また、この脱灰と言う現象は、エナメル質表面で日常的に発生しています。しかし、再石灰化と言う、もう一回、虫歯が治る様な現象も起きています。しかし、そのバランスが崩れると虫歯(齲歯)として穴が開いてくるのです。

そして、虫歯の原因となる細菌が一番好きなのが糖質の中でも砂糖(ショ糖)です。ブドウ糖や果糖に無い、不溶性のグルカンと言うバリアを作るには、ショ糖が必要なのです。

肉まで、食べられちゃった状態

<肉まで、食べられちゃった状態>

熱い物がしみたり、痛みが有ったり。
ここまで来ると中の肉を総入れ替えして、その上の皮まで新しくしなければなりません。もはや元の肉まんとは、かけ離れた物になってしまいます。
歯の性能はがた落ちになります。治療に際しては麻酔が必要ですし、時間と費用もかかってしまいます。

実際には、虫歯の原因菌によってエナメル質の次にある象牙質まで浸食されてしまい、それを通り越して歯髄と言う肉まんの中身に相当する部分にまで細菌が侵入してしまった状態なのです。

歯の中の歯髄は、硬い歯質に囲まれています。ここで細菌による炎症が起きるのです。当然腫れるような現象が起きます。しかし周囲の硬い壁の為に腫れる事が出来ないので、神経組織を圧迫してとても痛いのです。

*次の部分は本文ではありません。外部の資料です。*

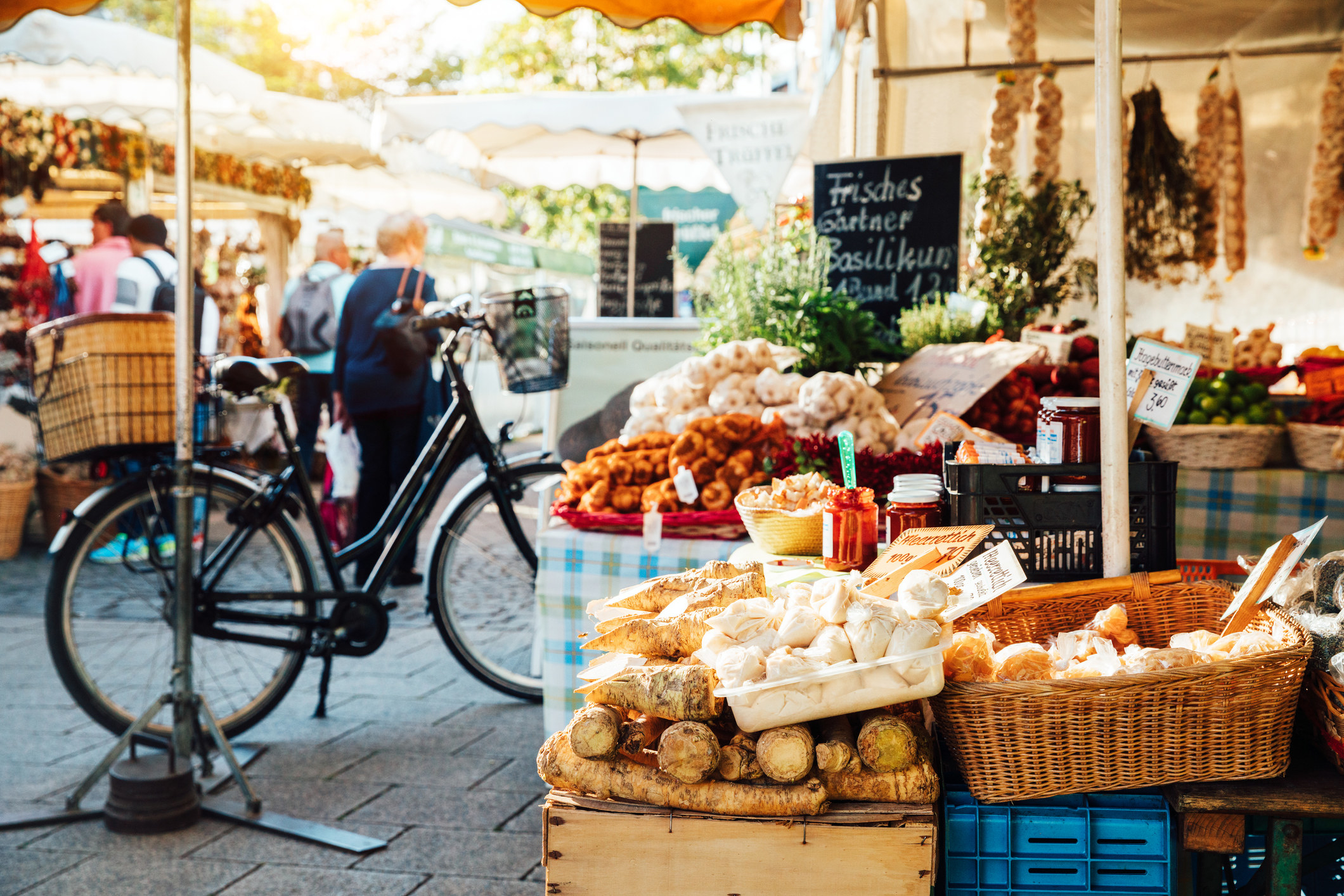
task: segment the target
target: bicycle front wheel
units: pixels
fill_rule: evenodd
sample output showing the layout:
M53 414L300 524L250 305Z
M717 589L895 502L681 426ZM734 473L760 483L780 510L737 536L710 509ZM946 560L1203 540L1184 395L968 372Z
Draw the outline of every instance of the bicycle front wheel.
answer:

虫歯にしないようにするのが最も良いに決まっておりますが、もしなってしまったら、皮の部分だけ食べられちゃった状態で治療を受けるのが、ベストです。
よく痛みが無いから未だ治療する必要が無い、と思っている方をお見受けしますが、 痛みが出てからでは遅いと言う事を、ご理解くださいませ。

肉まんの皮にあたるところが、歯ではエナメル質や象牙質と呼ばれる部分で、肉にあたるところが歯髄と呼ばれる部分に相当します。

日本人に虫歯はどれくらい有るの?

治療すべき虫歯がある人の割合と年齢

上のグラフは厚生労働省が2018年に発表した歯科疾患実態調査のデーターから見た、日本人の未処置の虫歯の保有率を表します。成人はおおよそ30%程度で、ピークは20代後半に有るのが分かります。つまり日本人の大人の3人に1人は何らかの虫歯が口の中に有る事になります。

若い人の虫歯の罹患率

若い人の虫歯の罹患率

それでは、若い人の状況はどうだろうか?DMFと言う数値で見てみましょう。この数値は永久歯の虫歯経験を表す数値です。

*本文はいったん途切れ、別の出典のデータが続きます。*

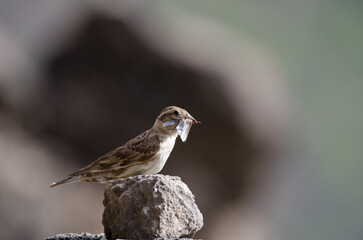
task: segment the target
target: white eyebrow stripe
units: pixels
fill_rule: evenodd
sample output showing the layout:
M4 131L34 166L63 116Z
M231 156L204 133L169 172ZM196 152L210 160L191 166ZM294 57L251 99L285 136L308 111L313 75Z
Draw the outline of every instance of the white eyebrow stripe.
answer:
M170 121L166 121L163 123L163 126L164 127L167 127L167 126L171 126L171 125L177 125L178 124L178 120L170 120Z

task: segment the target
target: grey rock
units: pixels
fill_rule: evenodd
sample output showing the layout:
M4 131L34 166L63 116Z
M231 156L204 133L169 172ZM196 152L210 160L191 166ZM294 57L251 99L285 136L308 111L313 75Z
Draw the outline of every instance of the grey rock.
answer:
M106 240L105 234L91 233L62 233L46 238L45 240Z
M46 238L45 240L106 240L105 234L91 233L62 233ZM122 239L118 239L122 240ZM155 238L154 240L191 240L190 238Z
M103 204L107 239L190 238L203 226L194 196L179 177L113 181L105 187Z

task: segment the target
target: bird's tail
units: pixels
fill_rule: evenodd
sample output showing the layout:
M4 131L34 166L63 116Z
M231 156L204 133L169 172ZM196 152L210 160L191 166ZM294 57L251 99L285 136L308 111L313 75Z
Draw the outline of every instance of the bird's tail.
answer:
M74 183L74 182L80 182L80 181L81 181L80 176L70 176L62 181L54 182L54 183L50 184L50 187L55 187L55 186L62 185L62 184Z

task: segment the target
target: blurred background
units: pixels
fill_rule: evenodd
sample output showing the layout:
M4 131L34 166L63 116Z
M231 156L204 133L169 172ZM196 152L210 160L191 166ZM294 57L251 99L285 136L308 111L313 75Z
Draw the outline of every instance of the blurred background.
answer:
M49 188L178 105L163 174L196 238L363 239L363 3L0 0L0 239L103 232L103 186Z

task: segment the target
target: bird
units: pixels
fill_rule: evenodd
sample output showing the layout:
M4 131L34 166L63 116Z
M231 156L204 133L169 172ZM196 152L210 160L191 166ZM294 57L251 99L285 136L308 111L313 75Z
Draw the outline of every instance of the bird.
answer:
M166 107L150 129L50 187L75 182L108 183L120 178L156 174L164 167L176 138L179 136L185 142L196 123L200 122L185 109Z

D(decayed teethの略)は未処置の虫歯、M(missing teethの略)は虫歯が原因で抜去した歯、F(filled teethの略)は虫歯が原因で治療した歯を指します。これらを足して、被験者で割った数です。尚、DMF指数とDMF歯数は同じです。

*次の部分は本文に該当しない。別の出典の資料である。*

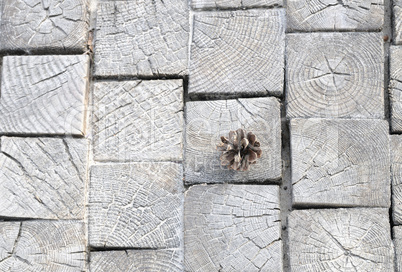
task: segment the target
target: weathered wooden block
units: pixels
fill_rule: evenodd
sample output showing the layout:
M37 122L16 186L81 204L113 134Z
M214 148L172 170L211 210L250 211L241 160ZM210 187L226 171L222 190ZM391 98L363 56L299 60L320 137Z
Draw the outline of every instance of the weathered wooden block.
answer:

日本におけるこのDMFはどうでしょうか?厚生労働省の2018年発表の歯科疾患実態調査によると、上図の様にここ20年で急速に少なくなっています。2018年現在0.2本となっています。

12歳児における国別の比較

12歳児における国別の比較

WHOで発表されている資料で、12歳児のDMF歯数で2010年から2013年の4年間におけるデーターが有った国のデーターと比較をしてみました。平成28年(2016年)における日本のDMF歯数は0.2と発表されています。10人の12歳児の口の中の永久歯を全部調べたところ、2本しか虫歯や治療経験、抜歯されている歯が無かったと言う意味です。つまり世界のトップクラスに属する様になっています。北欧のスエーデンは予防大国として知られていますが、追い抜いている可能すら有るのです。ただ、12歳と言う数字は永久歯が生えそろったばかりの数字ですので、少なくて当たり前の部分も有ります。意味としては6歳で生える第一大臼歯を12歳の段階で虫歯にしている人が非常に少なくなったということでしょう。

毎日、患者さんを診ていて思うのですが、小児の虫歯の罹患率は下がってきています。しかし、虫歯の有る子供の虫歯の重症度は増している気がしてなりません。